Une mise en garde depuis Pékin
Vendredi, le ministre iranien des Affaires étrangères, Abbas Araghchi, a mis en garde contre toute « ingérence destructrice » dans l’avenir de la Syrie, soulignant que les décisions concernant le pays devaient être prises exclusivement par le peuple syrien. Cette déclaration, publiée dans le journal chinois People’s Daily, coïncidait avec sa première visite officielle en Chine depuis sa nomination.
L’Iran, soutien historique de l’ancien président syrien Bachar al-Assad, continue d’affirmer son engagement en faveur de la souveraineté nationale et de l’intégrité territoriale de la Syrie, malgré les bouleversements récents. Assad a quitté le pays ce mois-ci après une série de défaites militaires face à une offensive menée par des forces islamistes, qui ont pris le contrôle de Damas le 8 décembre.
Coopération sino-iranienne sur la Syrie
La Chine, tout comme l’Iran, a été un allié clé du régime de Bachar al-Assad. L’an dernier, Assad avait rencontré le président chinois Xi Jinping, les deux dirigeants annonçant alors un partenariat stratégique. La position chinoise est claire : Pékin soutient le peuple syrien tout en s’opposant à toute exploitation de la situation par des forces terroristes pour semer le chaos.
Pendant son séjour de deux jours en Chine, Abbas Araghchi doit rencontrer son homologue chinois Wang Yi pour des discussions bilatérales. Les relations économiques solides entre les deux pays, notamment la Chine en tant que principal partenaire commercial de l’Iran et acheteur majeur de son pétrole sous sanctions, sont un facteur clé de cette visite.
Un contexte de tensions régionales et internationales
Cette visite survient à un moment que le ministre iranien qualifie de « très opportun ». Dans une vidéo publiée par les médias iraniens à son arrivée à Pékin, Araghchi a souligné la complexité des tensions régionales et internationales, ajoutant que des consultations étaient nécessaires face aux défis à venir, notamment sur le dossier nucléaire iranien.
Les déclarations d’Araghchi dans le People’s Daily reflètent une position commune entre la Chine et l’Iran, appelant à un cessez-le-feu immédiat à Gaza comme une priorité majeure pour le Moyen-Orient. Ce consensus illustre l’alignement stratégique des deux nations face aux crises régionales.
Soutien iranien au peuple syrien
L’Iran reste un acteur clé dans la crise syrienne, avec un soutien affirmé au peuple syrien pour déterminer son avenir sans pression étrangère. « La prise de décision concernant l’avenir de la Syrie doit relever uniquement de la responsabilité de son peuple », a insisté Araghchi, tout en affirmant le respect de l’Iran pour l’unité et la souveraineté nationale de la Syrie.

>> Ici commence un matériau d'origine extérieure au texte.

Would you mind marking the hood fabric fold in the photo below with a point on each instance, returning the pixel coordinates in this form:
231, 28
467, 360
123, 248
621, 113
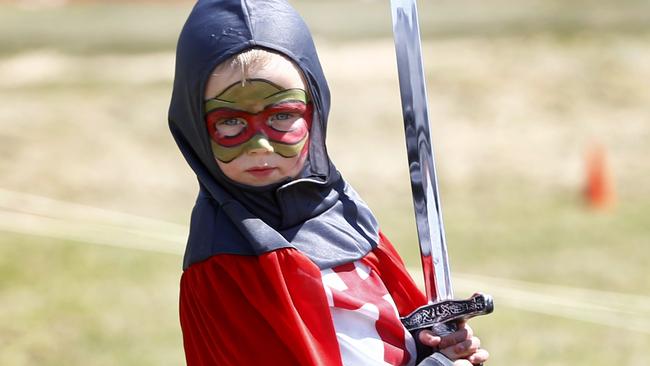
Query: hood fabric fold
317, 213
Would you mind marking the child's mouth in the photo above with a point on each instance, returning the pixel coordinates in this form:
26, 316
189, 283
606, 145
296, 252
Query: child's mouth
261, 172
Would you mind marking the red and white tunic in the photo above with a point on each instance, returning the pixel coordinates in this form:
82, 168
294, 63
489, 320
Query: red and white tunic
274, 309
365, 318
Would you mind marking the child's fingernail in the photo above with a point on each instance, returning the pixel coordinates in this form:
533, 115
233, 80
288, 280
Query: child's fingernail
432, 339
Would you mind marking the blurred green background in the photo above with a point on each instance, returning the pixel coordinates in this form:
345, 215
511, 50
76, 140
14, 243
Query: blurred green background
95, 197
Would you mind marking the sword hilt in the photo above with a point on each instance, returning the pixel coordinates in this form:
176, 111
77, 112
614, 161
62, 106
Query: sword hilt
442, 316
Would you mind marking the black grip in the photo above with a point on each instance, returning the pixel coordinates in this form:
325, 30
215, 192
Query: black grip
436, 314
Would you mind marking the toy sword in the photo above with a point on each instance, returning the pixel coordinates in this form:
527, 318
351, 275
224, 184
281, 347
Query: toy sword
442, 312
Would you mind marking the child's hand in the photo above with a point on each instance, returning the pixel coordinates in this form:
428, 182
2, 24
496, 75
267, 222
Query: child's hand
460, 346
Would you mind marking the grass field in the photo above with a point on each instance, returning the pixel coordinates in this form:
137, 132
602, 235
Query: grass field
518, 93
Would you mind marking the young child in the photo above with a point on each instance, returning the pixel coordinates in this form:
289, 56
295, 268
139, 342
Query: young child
285, 264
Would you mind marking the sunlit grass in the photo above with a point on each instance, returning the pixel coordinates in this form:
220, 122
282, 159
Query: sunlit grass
517, 94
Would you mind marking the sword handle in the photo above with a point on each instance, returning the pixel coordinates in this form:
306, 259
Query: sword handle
442, 316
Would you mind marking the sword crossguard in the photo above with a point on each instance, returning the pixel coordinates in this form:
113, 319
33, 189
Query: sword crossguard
442, 316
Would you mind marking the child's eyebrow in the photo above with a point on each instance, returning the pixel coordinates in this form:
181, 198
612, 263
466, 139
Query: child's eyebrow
288, 91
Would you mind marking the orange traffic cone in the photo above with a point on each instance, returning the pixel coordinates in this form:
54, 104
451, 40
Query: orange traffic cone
599, 190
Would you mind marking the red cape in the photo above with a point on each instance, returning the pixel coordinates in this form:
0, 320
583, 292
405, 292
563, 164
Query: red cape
272, 309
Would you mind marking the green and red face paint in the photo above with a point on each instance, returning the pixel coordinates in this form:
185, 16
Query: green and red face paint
258, 114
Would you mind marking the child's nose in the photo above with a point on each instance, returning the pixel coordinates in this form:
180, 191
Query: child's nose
259, 144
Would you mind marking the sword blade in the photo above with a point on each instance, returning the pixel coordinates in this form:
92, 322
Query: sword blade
424, 182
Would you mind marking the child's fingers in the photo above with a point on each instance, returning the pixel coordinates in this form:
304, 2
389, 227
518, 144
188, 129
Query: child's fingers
463, 333
463, 349
428, 338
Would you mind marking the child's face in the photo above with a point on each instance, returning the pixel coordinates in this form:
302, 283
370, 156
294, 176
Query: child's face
259, 130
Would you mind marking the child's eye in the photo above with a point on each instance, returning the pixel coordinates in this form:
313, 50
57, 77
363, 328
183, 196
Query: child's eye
229, 127
285, 122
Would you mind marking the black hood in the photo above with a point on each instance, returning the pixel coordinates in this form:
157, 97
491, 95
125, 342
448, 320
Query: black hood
317, 213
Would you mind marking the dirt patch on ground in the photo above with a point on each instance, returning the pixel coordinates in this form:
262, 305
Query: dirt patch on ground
93, 129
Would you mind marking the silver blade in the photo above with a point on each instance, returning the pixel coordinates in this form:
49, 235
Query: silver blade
424, 183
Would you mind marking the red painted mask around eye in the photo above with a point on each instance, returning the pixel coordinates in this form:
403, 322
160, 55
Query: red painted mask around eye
286, 122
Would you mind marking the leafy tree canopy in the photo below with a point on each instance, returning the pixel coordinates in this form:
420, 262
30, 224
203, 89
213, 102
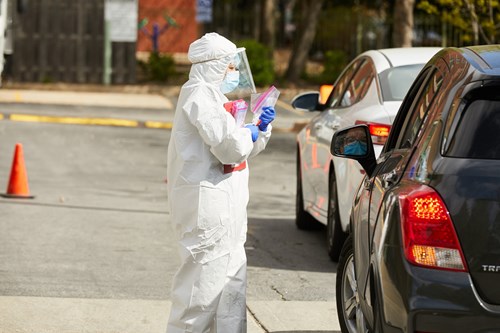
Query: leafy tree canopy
474, 17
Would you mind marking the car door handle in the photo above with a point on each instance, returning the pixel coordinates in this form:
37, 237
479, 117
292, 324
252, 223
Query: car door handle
333, 125
389, 178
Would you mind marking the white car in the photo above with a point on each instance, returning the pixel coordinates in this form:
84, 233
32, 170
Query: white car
369, 91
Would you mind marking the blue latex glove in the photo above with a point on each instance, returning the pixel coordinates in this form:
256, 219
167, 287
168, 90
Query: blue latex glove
255, 131
266, 117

Le guide suprême iranien, l’ayatollah Ali Khamenei, a exprimé dimanche un optimisme prudent, prédisant l’émergence d’un groupe « fort et honorable » en Syrie, capable de résister à l’insécurité imposée par des acteurs externes. Khamenei a déclaré que les jeunes Syriens, avec « force et détermination », surmonteraient les défis imposés par ceux qui ont orchestré ces troubles.
Perspectives pour la coopération sino-iranienne
Au-delà du dossier syrien, cette visite marque une étape importante dans les relations sino-iraniennes. En octobre, lors d’un sommet des BRICS en Russie, Xi Jinping avait réaffirmé son engagement à renforcer les liens avec l’Iran, un partenariat essentiel pour Téhéran alors qu’il fait face à des sanctions internationales.
Cette alliance s’étend également à des préoccupations plus larges concernant la stabilité régionale et les tensions internationales, Pékin et Téhéran partageant des points de vue alignés sur plusieurs crises majeures.